I came to the conclusion that the story of Naomi and her family did not start on page one of the book Obasan. It started with the first document Kogawa read for her research, with the hundreds of notes she took and the letters she wrote and received. And the last page of the book is also not the end of the story as the end of the second world war wasn’t the end of the japanese-canadian misery. The story continues though teachers and professors reading her book with their students and every document that is added to Kogawa’s fond in the UBC archives.
I realized that the book Obasan is way more than just a book but actually shaped and influenced peoples lives.
This gave me a new perspective on the book’s place in the Canadian history. I already knew that it had an important part in the Redress Settlement Agreement in 1988 but seeing the letters Kogawa received after people have read her book, agreeing or disagreeing with her, writing poems and just expressing their emotions the book had released in them made me realize the impact she had on the population of Canada. Not only the Japanese Canadians but people who for example have never really heard of the tragedy thad happened in the last century responded to her book.

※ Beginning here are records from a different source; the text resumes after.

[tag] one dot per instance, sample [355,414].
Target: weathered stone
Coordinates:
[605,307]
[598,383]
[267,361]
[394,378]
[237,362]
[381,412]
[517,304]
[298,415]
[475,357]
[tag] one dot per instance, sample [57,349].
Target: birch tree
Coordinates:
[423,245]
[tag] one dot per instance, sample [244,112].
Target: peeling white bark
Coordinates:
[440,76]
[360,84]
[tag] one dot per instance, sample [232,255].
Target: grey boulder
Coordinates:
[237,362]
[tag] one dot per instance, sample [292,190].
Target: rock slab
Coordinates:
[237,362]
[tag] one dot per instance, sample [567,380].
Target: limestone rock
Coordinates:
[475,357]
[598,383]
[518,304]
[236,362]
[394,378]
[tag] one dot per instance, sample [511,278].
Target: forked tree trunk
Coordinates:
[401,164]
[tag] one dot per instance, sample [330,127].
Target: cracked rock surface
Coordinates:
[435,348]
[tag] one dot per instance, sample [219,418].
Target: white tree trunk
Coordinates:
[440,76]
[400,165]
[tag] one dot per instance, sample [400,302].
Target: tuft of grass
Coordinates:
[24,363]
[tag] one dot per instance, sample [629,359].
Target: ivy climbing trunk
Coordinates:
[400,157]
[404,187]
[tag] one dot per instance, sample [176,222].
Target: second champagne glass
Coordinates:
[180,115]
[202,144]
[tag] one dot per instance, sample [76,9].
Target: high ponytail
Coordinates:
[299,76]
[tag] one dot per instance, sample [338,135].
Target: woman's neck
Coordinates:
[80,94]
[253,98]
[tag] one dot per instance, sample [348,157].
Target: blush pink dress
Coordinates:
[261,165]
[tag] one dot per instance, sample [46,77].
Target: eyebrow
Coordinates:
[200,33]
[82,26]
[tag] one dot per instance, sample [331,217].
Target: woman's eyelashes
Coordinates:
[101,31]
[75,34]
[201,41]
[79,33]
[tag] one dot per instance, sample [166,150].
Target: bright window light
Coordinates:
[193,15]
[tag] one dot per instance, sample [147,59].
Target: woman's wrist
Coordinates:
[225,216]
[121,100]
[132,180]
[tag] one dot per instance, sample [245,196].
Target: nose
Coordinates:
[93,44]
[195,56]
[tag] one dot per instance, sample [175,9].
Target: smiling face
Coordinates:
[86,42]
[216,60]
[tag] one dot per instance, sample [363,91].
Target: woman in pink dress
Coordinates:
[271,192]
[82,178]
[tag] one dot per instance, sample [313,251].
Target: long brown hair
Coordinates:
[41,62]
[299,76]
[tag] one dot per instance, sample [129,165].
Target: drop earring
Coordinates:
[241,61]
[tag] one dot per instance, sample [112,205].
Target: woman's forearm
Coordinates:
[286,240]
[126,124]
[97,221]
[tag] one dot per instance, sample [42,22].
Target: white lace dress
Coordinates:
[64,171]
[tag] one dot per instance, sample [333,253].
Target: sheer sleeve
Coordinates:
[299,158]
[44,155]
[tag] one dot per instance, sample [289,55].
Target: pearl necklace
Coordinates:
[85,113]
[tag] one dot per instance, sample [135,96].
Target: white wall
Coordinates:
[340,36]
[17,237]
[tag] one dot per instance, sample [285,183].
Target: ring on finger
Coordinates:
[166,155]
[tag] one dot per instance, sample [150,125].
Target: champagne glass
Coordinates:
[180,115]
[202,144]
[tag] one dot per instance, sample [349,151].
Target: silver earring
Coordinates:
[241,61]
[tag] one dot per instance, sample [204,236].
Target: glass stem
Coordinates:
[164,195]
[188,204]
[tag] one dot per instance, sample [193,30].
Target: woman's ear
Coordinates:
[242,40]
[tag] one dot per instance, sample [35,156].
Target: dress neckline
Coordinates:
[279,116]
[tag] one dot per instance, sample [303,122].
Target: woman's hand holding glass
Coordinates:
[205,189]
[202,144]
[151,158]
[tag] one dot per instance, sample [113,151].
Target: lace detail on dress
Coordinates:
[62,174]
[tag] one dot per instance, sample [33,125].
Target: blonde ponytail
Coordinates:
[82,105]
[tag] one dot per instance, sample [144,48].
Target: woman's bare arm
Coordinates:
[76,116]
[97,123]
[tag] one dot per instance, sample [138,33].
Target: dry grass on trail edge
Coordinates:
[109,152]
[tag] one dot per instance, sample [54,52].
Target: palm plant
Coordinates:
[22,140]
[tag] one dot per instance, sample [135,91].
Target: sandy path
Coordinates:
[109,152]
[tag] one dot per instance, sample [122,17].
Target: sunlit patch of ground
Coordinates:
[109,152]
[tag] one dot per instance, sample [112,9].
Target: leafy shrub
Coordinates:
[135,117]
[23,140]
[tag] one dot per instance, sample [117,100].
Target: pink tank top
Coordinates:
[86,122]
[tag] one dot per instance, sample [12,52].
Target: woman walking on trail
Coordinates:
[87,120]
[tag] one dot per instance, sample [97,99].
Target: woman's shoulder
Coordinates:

The book addresses the issues of the struggle if one should speak about trauma or just remain in silence. A book is not loud, it does not make noise itself. But it touched thousands of peoples’ hearts and made or makes them speak up. It keeps a country from forgetting a traumatic event and makes it remediate and learn from it. Seeing the resonance Kogawa created with her book impressed me a lot and made me overthink my view on how history is actually created and remembered.
Does Obasan influence how we see and remember history? Does it create biased memory which becomes collective? Or are books like Obasan about reminding people to not forget rather than reproduce history?